La salud respiratoria no se forja únicamente en los alvéolos o los bronquios, ni es el resultado exclusivo de factores biológicos o genéticos. Está profundamente arraigada en el contexto social, económico y ambiental en el que las personas nacen, crecen, viven, trabajan y envejecen. Los determinantes sociales de salud ejercen una influencia poderosa y sistemática en la distribución, gravedad y pronóstico de las enfermedades, dando lugar a desigualdades sanitarias significativas pero evitables1,2. Cuando se aplican específicamente a la neumología y a la cirugía torácica, los determinantes sociales de la salud respiratoria (DSSR) se definen como las condiciones sociales, económicas, ambientales y laborales que influyen de forma decisiva en la exposición a contaminantes, el acceso a la atención sanitaria de calidad, la adopción de comportamientos saludables y, en última instancia, el riesgo de desarrollar y morir por afecciones respiratorias3,4.

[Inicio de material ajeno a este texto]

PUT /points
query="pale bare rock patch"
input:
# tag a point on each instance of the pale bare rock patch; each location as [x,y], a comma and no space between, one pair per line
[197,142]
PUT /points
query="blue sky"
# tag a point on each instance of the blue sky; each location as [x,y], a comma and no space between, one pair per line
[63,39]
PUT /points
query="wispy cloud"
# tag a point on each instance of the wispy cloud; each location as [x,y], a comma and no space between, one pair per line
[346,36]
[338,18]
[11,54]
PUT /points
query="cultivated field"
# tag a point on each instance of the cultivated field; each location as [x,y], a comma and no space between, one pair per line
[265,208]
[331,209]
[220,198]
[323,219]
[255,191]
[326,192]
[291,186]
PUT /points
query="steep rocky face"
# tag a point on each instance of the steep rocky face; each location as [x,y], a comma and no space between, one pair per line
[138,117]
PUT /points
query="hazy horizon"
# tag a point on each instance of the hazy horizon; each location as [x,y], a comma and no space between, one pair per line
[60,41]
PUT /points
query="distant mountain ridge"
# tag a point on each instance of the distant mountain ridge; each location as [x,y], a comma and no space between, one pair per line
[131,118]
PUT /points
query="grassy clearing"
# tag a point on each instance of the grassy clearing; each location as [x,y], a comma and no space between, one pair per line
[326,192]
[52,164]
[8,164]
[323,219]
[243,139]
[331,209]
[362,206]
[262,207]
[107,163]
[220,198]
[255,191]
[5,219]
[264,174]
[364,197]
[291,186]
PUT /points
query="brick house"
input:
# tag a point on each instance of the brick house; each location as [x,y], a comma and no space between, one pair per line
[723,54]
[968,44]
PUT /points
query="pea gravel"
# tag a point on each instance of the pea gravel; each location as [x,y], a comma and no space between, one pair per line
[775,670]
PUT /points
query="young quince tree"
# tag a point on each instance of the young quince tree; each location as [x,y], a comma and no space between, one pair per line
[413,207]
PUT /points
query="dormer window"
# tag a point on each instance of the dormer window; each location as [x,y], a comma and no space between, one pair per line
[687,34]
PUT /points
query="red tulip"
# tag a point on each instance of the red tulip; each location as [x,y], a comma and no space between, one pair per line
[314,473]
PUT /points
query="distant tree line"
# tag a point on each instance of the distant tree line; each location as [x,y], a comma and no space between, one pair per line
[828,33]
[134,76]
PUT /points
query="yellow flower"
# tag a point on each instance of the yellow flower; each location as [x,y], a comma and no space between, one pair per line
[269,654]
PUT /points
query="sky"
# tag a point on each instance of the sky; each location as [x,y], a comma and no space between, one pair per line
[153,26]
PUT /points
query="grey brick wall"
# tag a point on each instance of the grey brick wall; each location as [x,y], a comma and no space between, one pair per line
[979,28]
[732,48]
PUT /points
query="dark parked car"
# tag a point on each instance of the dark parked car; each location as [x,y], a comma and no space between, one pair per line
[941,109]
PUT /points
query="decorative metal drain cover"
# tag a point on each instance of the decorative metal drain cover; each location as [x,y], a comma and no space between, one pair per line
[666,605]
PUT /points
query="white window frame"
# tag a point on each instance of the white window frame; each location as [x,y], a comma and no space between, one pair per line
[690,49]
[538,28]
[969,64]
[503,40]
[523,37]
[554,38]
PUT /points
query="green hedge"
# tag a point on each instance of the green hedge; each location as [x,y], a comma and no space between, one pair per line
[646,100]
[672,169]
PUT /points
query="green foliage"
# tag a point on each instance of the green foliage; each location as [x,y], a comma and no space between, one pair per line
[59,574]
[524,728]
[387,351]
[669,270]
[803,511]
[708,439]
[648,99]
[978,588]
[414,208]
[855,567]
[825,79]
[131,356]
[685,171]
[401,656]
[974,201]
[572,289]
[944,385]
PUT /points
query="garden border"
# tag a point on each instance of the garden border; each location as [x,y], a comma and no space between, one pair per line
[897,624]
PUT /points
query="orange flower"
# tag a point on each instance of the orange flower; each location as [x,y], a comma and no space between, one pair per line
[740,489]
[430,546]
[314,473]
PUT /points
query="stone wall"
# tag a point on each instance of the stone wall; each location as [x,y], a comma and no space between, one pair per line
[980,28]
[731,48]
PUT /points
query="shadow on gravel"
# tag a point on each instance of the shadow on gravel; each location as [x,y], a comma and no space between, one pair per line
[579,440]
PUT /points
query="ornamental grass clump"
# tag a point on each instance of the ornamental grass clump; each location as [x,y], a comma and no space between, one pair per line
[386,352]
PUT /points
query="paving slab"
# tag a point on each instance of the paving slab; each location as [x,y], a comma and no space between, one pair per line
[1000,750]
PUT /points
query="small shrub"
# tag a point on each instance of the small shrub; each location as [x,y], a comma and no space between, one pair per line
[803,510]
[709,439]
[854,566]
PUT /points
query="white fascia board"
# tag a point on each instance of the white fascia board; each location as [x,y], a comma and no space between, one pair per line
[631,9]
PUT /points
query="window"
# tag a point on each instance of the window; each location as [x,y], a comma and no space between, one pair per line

La evidencia científica es contundente en vincular los DSSR con la carga de enfermedad. Un bajo nivel socioeconómico, la pobreza energética, la exposición residencial a contaminación atmosférica, el hacinamiento, las barreras idiomáticas o culturales y la inseguridad laboral son factores que se asocian de manera independiente con una mayor prevalencia y peor control de afecciones como la enfermedad pulmonar obstructiva crónica (EPOC), el asma, las infecciones respiratorias y el cáncer de pulmón5. Estos determinantes operan a través de múltiples vías: limitando el acceso a diagnósticos tempranos y tratamientos óptimos, condicionando la adherencia terapéutica, incrementando la exposición a tóxicos como el humo del tabaco o la contaminación interior, y generando un estado de estrés crónico que puede afectar la función inmunológica6.
A pesar de este sólido cuerpo de evidencia, la integración sistemática de la evaluación y la intervención sobre los DSSR en la práctica clínica diaria sigue siendo un desafío pendiente. Tradicionalmente, tanto en España como en el resto del mundo, el modelo de atención se ha centrado en el manejo biomédico de la enfermedad una vez instaurada, y en su tratamiento en su fase aguda, con menos énfasis en la identificación y mitigación proactiva de sus raíces sociales7. Comprender las brechas en el conocimiento, la percepción y las prácticas de los profesionales de la salud respiratoria respecto a los DSSR es, por tanto, un paso fundamental para diseñar estrategias efectivas que permitan transitar de un modelo curativo a uno más preventivo y equitativo, alineado con el principio de justicia en salud.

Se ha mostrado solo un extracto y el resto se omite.